Theory

The central research question that this data analysis tries to answer is whether certain political or religious ideologies are more violent than others.

To that end, we propose the following Hypothesis

H1 -> There is a statistically significant difference between the number of fatalities registered for groups with different ideologies.

We operationalise the independent variable of ideology by using as a proxy the presence of strings in actor names that can be used to mark a certain ideology. We then end up with 7 political and religious ideologies: Christian, Islam, Ethnic-based, Clan-based, Revolutionary, Republican, Democratic and Liberationary groups.

We operationalise the measurement of violence for each ideology based on a proxy which measures the number of fatalities for each conflict registered. This will serve as our dependent variable.

Preparations

We load the ACLED data of Africa 1997 - 2016 and 2017 as well as for Asia 2015 - 2017 into R (For all codes not included in this output, see the attached markdown file).

We then merge the data into one data frame.

In a next step, we assign a region variable to every observation.

In order to analyze ideologies of actors in later steps, we need to transform our data frame from a wide into a long format (i.e. into a monadic file). In the resulting data frame, each observation is one actor and every event appears twice.

We use regular expressions and the grepl() function to find those ideologies in actor names that we are interested in, namely Christian, Islam, Ethnic-based, Clan-based, Revolutionary, Republican, Democratic and Liberationary. We then extract them as a new variable Actor_Ideology measuring the ideology of the group in question for every actor involved in a conflict.

In order to be able to work with the variable EVENT_TYPE, we transform it into factor variable. Note that the data includes some spelling error in EVENT_TYPE that lead to double entries of two categories. We account for this by first incorporating it in the transformation to a factor variable and then renaming the respective category so we yield the correct amount of categories.

We deactivate scientific notation to create more intuitive plot labels.

Exploratory Data Analysis

Summary statistics

Some summary statistics give us a first picture of our data.

We can see that the mean value of FATALTIIES is 3.75. For the standard deviation, we get a rather large value of over 70, which points to substantial variation within our data. Given that the standard deviation is much higher than the average, we need to also account for this in our model. Moreover, we compute the range of FATALTIIES (minimum and maximum values). We yield a very large range in FATALTIIES, where the minimum value is 0 and the maximum value is 25000.

Summary statistics
vars n mean sd min max range se
X1 1 193856 3.752363 70.36753 0 25000 25000 0.1598206

Finally, we calculate the proportion of zero FATALTITIES in our data and check if there are any missing values. We find that over 70% of observations have zero FATALITIES. This is an important finding to keep in mind for our model assumptions. However, there are no missing values in FATALTITIES.

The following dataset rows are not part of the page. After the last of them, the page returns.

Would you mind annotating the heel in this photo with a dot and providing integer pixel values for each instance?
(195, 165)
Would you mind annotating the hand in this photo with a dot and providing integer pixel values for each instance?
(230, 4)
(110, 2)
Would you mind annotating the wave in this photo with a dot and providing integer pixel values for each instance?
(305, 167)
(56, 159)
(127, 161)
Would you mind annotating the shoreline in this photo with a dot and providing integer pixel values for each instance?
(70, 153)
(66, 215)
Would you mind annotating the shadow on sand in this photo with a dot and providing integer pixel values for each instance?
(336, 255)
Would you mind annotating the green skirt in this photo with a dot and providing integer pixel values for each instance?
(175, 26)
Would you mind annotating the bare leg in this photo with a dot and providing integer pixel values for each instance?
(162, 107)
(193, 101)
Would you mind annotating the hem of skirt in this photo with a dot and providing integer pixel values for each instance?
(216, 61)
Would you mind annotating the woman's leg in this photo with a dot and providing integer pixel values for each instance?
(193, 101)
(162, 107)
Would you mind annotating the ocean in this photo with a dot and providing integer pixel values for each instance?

Proportion of Zero Fatalities and Count of missing values
proportion_zerofatalities NA_FATALITIES_Count
0.723372 0

Distributions

Distribution of FATALITIES (overall)

Looking at the distribution of FATALITIES (frequency polygon), we can see that it is highly skewed as a result of a high share of zero fatalities and large outliers.

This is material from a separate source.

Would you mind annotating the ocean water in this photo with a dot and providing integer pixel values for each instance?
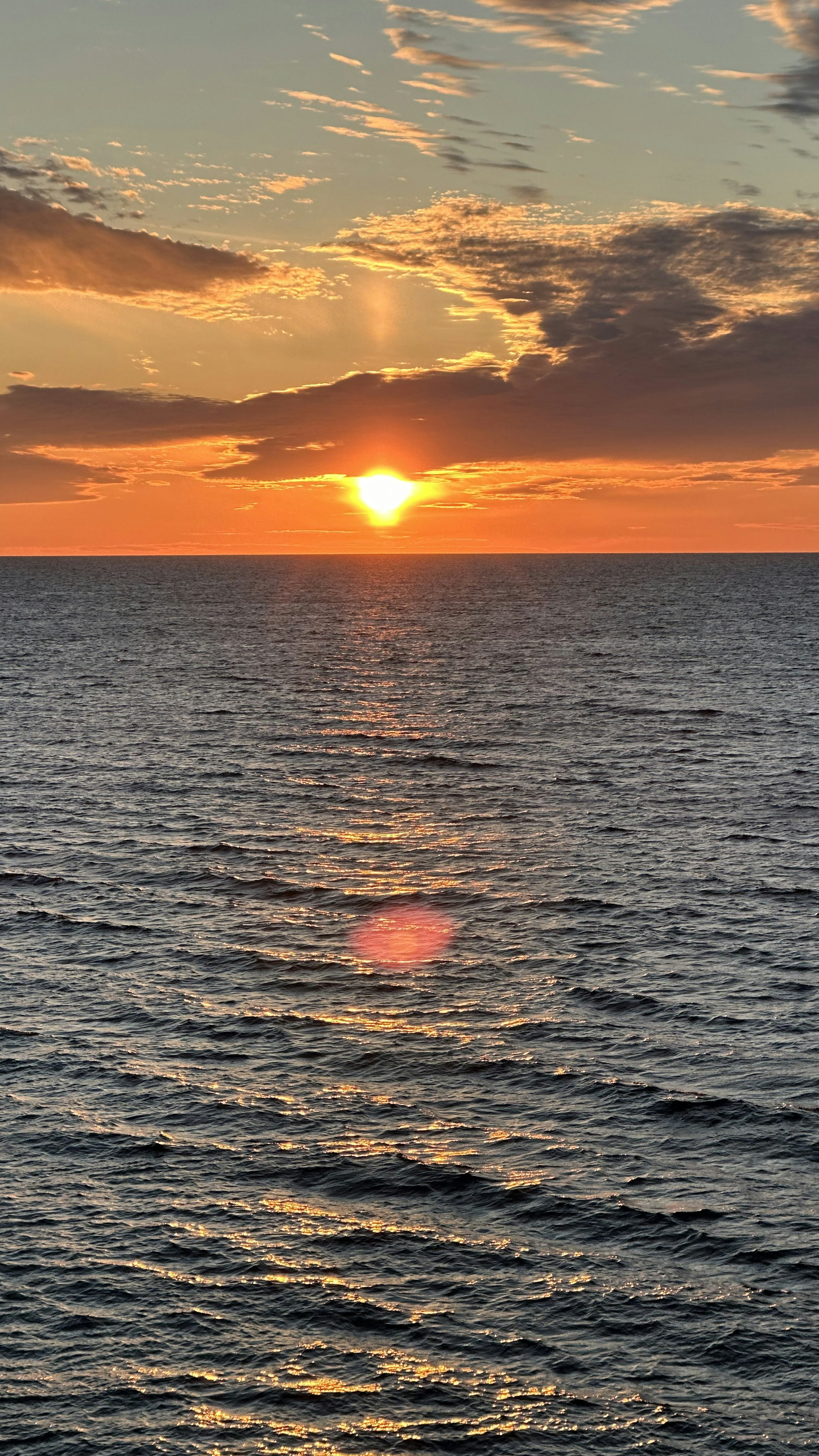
(553, 1192)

To get a better picture of the usual values of fatalities, we restrict the data for the frequency polygon to 30 fatalities. Only 2872 observations are above that threshold.

Distribution of FATALITIES (subset by EVENT_TYPE, region and actor_ideology)

We subset the distribution of FATALITIES by EVENT-TYPE, region and Actor_Ideology. Distributions are largely similar across any category and show the same level of skewness, large share of zeros and many large outliers.

Distribution of FATALITIES subset by EVENT_TYPE

Distribution of FATALITIES subset by region

Distribution of FATALITIES subset by Actor-Ideology

We first clean the long data set by removing the unspecific actor ideologies, i.e. “Other”, “Unidentified” and “None-Civilian” and then display the distribution of FATALITIES by the relevant categories of ACTOR_IDEOLOGY.

Distribution of Ideologies of Actors

We now take a look at the distribution of ACTOR_IDEOLOGY.

Actors with ethnic, liberation and democratic ideology are responsible for the highest number of conflict incidences. Groups who are associated with Islam, Revolutionary or Clan follow in terms of the amount of conflicts. Republican and Christian groups exhibit very few incidents of conflict.

We subset the distribution of Actor_Ideology by region in order to analyze potential regional variance. Please note that low counts in South-Eastern Asia and Southern Asia are mainly attributable to the lack of data for these regions before 2015. We can see that Clan ideology is particularly present in Eastern Africa, whereas Liberation and Islam are the major actor ideologies in Northern Africa. In Western Africa, revolutionary ideology is prominent. Southern Africa does not show any pattern with respect to ideology. Moroever, Islam is the most important ideology for South-Eastern Asia and to lesser extent for Southern Asia.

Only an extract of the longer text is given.